Acadlore takes over the publication of IJEI from 2025 Vol. 8, No. 5. The preceding volumes were published under a CC BY 4.0 license by the previous owner, and displayed here as agreed between Acadlore and the previous owner. ✯ : This issue/volume is not published by Acadlore.
Short-and Long-Term Forecasting of Ambient Air Pollution Levels Using Wavelet-Based Non-Linear Autoregressive Artificial Neural Networks with Exogenous Inputs
Abstract:
Roadside air pollution is a major issue due to its adverse effects on human health and the environment. This highlights the need for parsimonious and robust forecasting tools that help vulnerable members of the public reduce their exposure to harmful air pollutants. Recent results in air pollution forecasting applications include the use of hybrid models based on non-linear autoregressive artificial neural networks (ANN) with exogenous multi-variable inputs (NARX) and wavelet decomposition techniques. However, attempts employing both methods into one hybrid modelling system have not been widely made. Hence, this work further investigates the utilisation of wavelet-based NARX-ANN models in the shortand long-term prediction of hourly NO2 concentration levels. The models were trained using emissions and meteorological data collected from a busy roadside site in Central London, United Kingdom from January to December 2015. A discrete wavelet transformation technique was then implemented to address the highly variable characteristic of the collected NO2 concentration data. Overall results exhibit the superiority of the wavelet-based NARX-ANN models improving the accuracy of the benchmark NARX-ANN model results by up to 6% in terms of explained variance. The proposed models also provide fairly accurate long-term forecasts, explaining 68–76% of the variance of actual NO2 data. In conclusion, the findings of this study demonstrate the high potential of wavelet-based NARX-ANN models as alternative tools in short- and long-term forecasting of air pollutants in urban environments.
1. Introduction
Roadside air pollution continues to attract special attention from both decision-making and scientific communities as it is being linked to premature mortalities and chronic illnesses among individuals residing in densely populated areas [1]–[3]. This highlights the need for air pollution monitoring and early-warning systems. Automated monitoring sites measure the concentrations of several key air pollutants and meteorological variables, contributing to the development of a time series database. Through the collected data, modelling tools are trained to model air pollution evolution and spatiotemporal trends. Air quality forecasts can assist legislators and urban city planners in making informed protection measures to manage air pollution and traffic [1], [2]. They also provide the public with early-warning updates that influence the daily behaviour of the public during potential peak pollution events.

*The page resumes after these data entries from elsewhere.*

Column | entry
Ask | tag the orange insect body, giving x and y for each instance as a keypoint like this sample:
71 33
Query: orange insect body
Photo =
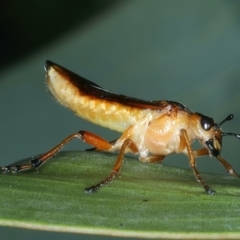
151 129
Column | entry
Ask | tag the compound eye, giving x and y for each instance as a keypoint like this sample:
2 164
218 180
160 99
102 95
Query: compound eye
206 123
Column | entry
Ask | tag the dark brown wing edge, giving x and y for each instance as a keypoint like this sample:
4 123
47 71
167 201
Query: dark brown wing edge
92 89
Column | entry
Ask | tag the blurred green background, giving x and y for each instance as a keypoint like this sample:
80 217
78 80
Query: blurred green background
186 51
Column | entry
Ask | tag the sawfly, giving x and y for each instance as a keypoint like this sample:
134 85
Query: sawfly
151 129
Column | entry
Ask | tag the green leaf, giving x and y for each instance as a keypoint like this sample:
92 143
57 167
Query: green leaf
147 200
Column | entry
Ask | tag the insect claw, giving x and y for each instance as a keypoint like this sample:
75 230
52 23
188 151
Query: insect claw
210 191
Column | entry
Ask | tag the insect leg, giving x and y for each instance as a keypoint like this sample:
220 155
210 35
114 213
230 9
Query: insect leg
200 152
227 166
152 159
204 151
88 137
127 143
193 162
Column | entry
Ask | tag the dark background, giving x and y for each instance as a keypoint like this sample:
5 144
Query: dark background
186 51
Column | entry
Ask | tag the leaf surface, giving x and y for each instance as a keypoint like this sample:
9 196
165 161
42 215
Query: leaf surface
146 200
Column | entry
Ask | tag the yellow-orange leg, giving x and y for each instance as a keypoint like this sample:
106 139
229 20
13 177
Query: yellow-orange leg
87 137
193 163
127 143
226 165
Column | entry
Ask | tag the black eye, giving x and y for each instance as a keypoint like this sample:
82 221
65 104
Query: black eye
206 123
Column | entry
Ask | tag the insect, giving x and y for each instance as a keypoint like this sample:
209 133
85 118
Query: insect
151 129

Artificial neural networks (ANNs) are among the most popular black-box tools in air pollution forecasting applications [5]–[7]. Inspired by the information-processing mechanisms of biological neurons, ANNs have been shown to be robust tools capable of nonlinear mapping and self-adaptation [4]. However, ANN models have difficulties dealing with extreme levels of air pollutant concentrations [8], [9]. This can be explained by the limited continuous observations of the extreme pollutant levels leading to fewer representative training data, e.g. the imbalance data problem, and the highly variable concentration levels at a local scale. Due to the data-driven nature of ANN models, the manner the inputs are represented has a direct influence on the performance of ANN models. [10], [11].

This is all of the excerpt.